Adults sharing the book should familiarize themselves with the issues involved. By that I mean not just the perspectives of middle-class folks in the lower 48 states who “hunt” in the supermarket aisles and (rightfully) object to maltreatment of livestock, or who cut out meat altogether. I mean also the perspectives of people who traditionally relied, and still rely, on wild foods, fur, and skins for survival. The palaugaaq, bannock bread, that Anaana serves on Akuluk’s first night has been “traditional” only since the introduction of flour after the European invasion of North America. But wild eggs helped sustain generation after generation of Arctic Indigenous peoples. So did the Arctic mammals, some of which face existential threat from decades of the greed and wastefulness of non-Indigenous commercial hunting. Plus habitat reduction and anthropogenic climate change. (I'm not neutral on this.) People wishing to protect threatened or endangered species have often tried to halt even the traditional practices that keep specific Indigenous cultures going, which has those Indigenous communities deeply troubled. They've been cast as the bad guys (and sometimes -- ridiculously -- as ignorant of their own impact!), hardly their role through the millennia in the fragile ecosystems they call home.

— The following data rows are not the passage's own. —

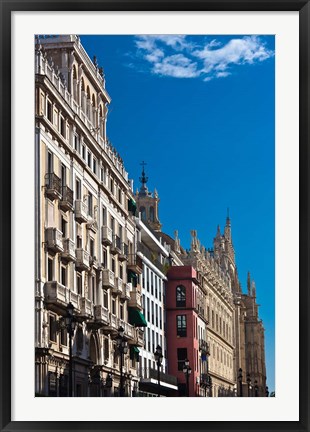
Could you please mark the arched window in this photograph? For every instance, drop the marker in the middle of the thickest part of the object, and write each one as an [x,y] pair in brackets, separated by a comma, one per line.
[143,213]
[180,296]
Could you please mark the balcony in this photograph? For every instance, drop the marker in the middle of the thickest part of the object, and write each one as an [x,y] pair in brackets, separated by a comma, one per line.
[101,315]
[106,236]
[93,262]
[66,202]
[129,331]
[85,307]
[135,263]
[140,338]
[135,298]
[82,259]
[56,296]
[107,278]
[81,211]
[68,253]
[92,225]
[52,186]
[116,245]
[118,286]
[53,238]
[126,291]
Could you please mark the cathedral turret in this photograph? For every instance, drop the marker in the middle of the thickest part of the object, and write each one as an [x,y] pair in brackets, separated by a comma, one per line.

In other words, sharing Wild Eggs with children could lead to interesting discussions about Inuktitut words, about eggs, about grandparents and what they have to teach us. Or it could mean navigating emotionally-charged conversations about topics like food sovereignty, ethical practices in human relationships with other species, and the future of animals and Indigenous cultures and the planet on which all of us must somehow co-exist.

In any case, I recommend sharing it, thoughtfully, with children, be they in Nunavut, Nebraska, or New Mexico. There's lots to think about.